When Nick Varney, the CEO of the world’s largest attractions company, Merlin Entertainment, proudly declares at a conference two days after the Brexit vote that he is happy with the vote results because the pound is at an all-time low, meaning more locals will stay local and come to his attractions, that is, at best, opportunism and, at worst, monumental short-term-ism. He goes on to declare his dismay that the British government did not consult the travel industry at all when it increased minimum wages in the country, and he sees no irony in why the travel industry gets no seat at the table when it matters.
The disconnect happened because the executives running many parts of the travel industry do not look like the increasingly intermingled and diverse world of both inbound and outbound travelers around the world. With some exceptions, the industry at top levels is run by white men, and if you check the U.S. Federal Election Commission’s donations database (which is public), you will clearly see the industry has supported Republican candidates and Super PACs by an overwhelming majority in the past election cycles, when the act of travel itself is as progressive as it gets.
This year is different, mainly because one of the candidates is so utterly repulsive that minor differences on wage or health insurance are not big enough issues to keep them from reaching across partisan boundaries.
Still, in the U.S., travel lobbying organizations have often been on the wrong side of history. Take the American Hotel & Lodging Association, for example. It has, time and again, fought the minimum-wage increase movement sweeping the country. It even fought the American With Disabilities Act of 1990. Then, take Airlines for America, the lobbying organization that has fought an Open Skies policy with an intent to block the Gulf airlines, many of which are consumer favorites, from increasing their services to America. And then they wonder why they get so much hate from the consumers.
The CEOs of major corporations rarely take public stances on political issues, but for a subject such as travel, we expect more.
Which hotel CEOs do you know of who have spoken up about the European immigrant crisis and offered the incoming Syrian refugees entry-level jobs at their hotels as an entry point into a decent life in Europe? Which travel and tourism CEOs have spoken out against France’s increasing intolerance, and against the latest ban against Muslim women wearing Burkini swimwear at the beach? Why isn’t this connection to travel in their minds?
The closing off of minds to any stripes of people has a direct effect on the business of travel, and the liberation inherent in the promise of travel. Good luck attracting more Arab or Muslim tourists, France!
Listen to what the larger consumer behavior says instead of fighting the new players who are getting rapid adoption, and maybe you will learn and change enough to future-proof yourself as a result. There is some hope that some companies are seeing the larger connections that travel has with the rest of the world. Companies such as Expedia, Momondo, and Airbnb are talking about travel in a bigger way, and are not afraid to lean into the socio-political issues of the larger world they exist in.
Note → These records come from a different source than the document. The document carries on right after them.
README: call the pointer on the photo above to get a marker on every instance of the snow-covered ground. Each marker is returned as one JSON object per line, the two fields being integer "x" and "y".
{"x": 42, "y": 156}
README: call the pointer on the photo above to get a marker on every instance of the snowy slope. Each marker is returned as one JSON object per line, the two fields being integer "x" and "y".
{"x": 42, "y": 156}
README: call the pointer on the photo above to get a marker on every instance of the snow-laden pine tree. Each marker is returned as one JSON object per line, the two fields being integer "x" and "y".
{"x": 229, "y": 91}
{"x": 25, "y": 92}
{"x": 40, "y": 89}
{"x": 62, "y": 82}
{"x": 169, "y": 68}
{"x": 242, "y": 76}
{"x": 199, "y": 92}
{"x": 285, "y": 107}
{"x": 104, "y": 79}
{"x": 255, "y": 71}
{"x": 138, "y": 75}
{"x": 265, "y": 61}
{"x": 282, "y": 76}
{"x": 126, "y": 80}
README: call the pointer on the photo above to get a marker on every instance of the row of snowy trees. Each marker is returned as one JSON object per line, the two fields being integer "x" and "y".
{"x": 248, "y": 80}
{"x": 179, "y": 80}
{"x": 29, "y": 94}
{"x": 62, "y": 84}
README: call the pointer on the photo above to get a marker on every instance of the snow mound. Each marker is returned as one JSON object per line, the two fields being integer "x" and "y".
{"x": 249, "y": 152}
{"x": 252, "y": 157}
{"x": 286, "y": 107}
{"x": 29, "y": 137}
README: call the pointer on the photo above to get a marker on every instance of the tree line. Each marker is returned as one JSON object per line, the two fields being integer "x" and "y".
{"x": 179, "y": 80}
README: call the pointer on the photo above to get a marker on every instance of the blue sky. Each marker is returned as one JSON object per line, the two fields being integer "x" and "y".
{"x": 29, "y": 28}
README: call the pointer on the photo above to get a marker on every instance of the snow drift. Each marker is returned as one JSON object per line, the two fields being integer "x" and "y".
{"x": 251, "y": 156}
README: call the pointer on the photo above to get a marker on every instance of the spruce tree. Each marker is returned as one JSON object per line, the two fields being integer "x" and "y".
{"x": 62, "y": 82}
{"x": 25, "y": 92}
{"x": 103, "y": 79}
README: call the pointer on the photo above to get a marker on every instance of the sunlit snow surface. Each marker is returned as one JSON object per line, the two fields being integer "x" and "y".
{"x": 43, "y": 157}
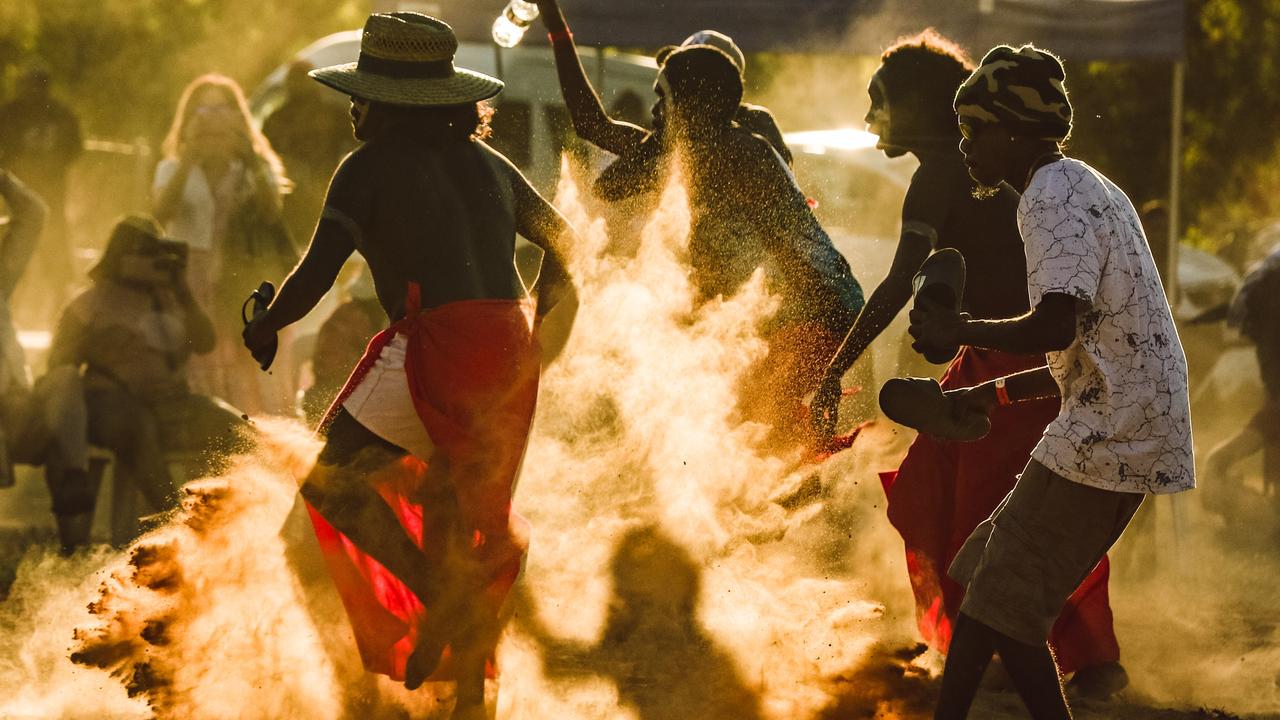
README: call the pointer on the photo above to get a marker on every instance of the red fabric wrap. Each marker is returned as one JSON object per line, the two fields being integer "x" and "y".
{"x": 472, "y": 369}
{"x": 944, "y": 490}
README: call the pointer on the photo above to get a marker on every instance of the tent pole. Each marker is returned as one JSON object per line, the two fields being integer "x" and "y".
{"x": 1175, "y": 178}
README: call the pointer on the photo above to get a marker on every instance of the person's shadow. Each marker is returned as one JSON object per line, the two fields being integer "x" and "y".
{"x": 663, "y": 664}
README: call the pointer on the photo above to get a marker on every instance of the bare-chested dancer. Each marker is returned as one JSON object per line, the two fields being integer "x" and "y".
{"x": 944, "y": 490}
{"x": 452, "y": 382}
{"x": 748, "y": 213}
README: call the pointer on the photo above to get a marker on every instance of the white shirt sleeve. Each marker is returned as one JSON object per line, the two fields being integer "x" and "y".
{"x": 1063, "y": 253}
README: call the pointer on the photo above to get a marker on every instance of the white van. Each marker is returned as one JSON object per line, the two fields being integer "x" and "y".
{"x": 530, "y": 122}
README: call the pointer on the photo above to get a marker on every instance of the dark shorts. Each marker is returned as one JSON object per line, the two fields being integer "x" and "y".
{"x": 1022, "y": 564}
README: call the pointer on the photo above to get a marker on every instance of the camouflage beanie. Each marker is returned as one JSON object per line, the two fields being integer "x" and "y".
{"x": 1020, "y": 90}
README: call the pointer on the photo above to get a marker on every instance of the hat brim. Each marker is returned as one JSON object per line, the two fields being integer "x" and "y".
{"x": 464, "y": 86}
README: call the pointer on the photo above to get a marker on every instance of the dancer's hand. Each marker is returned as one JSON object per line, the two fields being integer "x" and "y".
{"x": 824, "y": 408}
{"x": 935, "y": 326}
{"x": 551, "y": 13}
{"x": 259, "y": 336}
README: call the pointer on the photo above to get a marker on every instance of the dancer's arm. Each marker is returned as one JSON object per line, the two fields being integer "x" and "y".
{"x": 885, "y": 302}
{"x": 1048, "y": 327}
{"x": 590, "y": 121}
{"x": 309, "y": 282}
{"x": 557, "y": 297}
{"x": 27, "y": 219}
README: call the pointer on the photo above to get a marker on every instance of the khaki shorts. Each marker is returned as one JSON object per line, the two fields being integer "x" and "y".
{"x": 1022, "y": 564}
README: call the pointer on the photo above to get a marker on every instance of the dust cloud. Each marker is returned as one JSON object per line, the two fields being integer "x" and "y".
{"x": 675, "y": 569}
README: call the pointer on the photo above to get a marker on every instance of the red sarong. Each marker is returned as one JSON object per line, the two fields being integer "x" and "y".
{"x": 472, "y": 370}
{"x": 944, "y": 490}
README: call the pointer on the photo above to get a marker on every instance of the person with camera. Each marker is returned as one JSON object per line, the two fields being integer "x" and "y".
{"x": 118, "y": 360}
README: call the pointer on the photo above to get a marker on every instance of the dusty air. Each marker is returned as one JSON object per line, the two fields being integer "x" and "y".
{"x": 567, "y": 359}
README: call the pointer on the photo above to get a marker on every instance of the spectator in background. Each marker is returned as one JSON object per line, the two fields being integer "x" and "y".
{"x": 641, "y": 156}
{"x": 218, "y": 190}
{"x": 40, "y": 139}
{"x": 123, "y": 345}
{"x": 311, "y": 133}
{"x": 1155, "y": 226}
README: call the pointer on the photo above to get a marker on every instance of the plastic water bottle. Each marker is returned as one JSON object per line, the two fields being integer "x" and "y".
{"x": 511, "y": 24}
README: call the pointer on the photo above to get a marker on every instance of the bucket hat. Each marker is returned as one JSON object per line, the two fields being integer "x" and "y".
{"x": 940, "y": 282}
{"x": 407, "y": 59}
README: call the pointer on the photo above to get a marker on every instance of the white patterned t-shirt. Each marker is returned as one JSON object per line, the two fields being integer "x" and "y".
{"x": 1125, "y": 418}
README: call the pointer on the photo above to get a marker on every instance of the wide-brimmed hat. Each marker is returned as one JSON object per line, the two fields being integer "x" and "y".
{"x": 1022, "y": 90}
{"x": 407, "y": 59}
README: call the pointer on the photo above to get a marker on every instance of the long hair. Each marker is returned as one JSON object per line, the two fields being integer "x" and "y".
{"x": 707, "y": 80}
{"x": 922, "y": 73}
{"x": 231, "y": 91}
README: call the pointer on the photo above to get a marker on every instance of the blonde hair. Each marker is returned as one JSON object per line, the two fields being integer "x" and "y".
{"x": 232, "y": 91}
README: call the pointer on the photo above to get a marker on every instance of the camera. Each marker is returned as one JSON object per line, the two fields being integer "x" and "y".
{"x": 170, "y": 256}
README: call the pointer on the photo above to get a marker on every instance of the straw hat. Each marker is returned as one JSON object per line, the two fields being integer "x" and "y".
{"x": 407, "y": 59}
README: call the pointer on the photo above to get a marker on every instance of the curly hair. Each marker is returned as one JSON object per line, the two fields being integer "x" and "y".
{"x": 922, "y": 73}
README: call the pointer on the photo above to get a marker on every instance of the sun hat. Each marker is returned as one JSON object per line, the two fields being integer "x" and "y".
{"x": 407, "y": 59}
{"x": 1022, "y": 90}
{"x": 713, "y": 39}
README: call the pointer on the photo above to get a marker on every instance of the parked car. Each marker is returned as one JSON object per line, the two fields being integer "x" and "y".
{"x": 530, "y": 122}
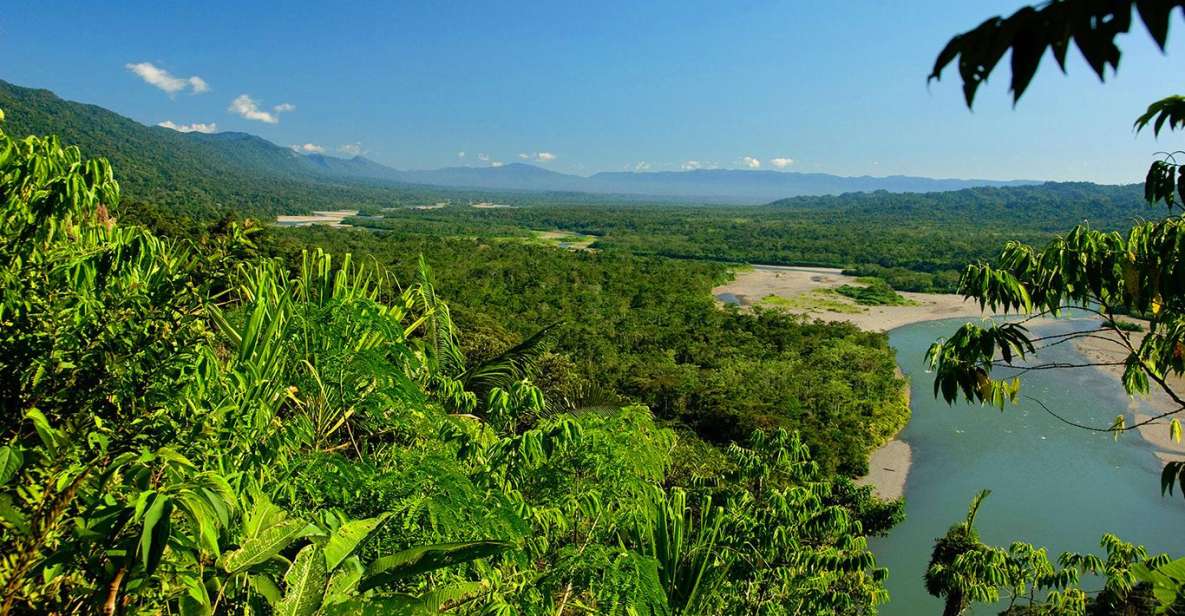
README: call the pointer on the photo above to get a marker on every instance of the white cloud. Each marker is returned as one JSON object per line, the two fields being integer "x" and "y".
{"x": 161, "y": 78}
{"x": 197, "y": 127}
{"x": 249, "y": 108}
A wholesale change in mindset is needed on how travel is structured and marketed, enmeshed and embedded in all the glorious imperfections of the planet.
The geopolitical realities of our world are worth embracing by the travel industry, instead of ignoring them or, worse still, wishing them away. And even more so, travelers will reward the industry for it by traveling more, by being more aware of the world and travel’s key place in it, rather than staying in isolationist bubbles for people to indulge in when they need an escape once in awhile.
Stop calling the travel sector “resilient.” Let it be.
Travel will be bigger and better for it.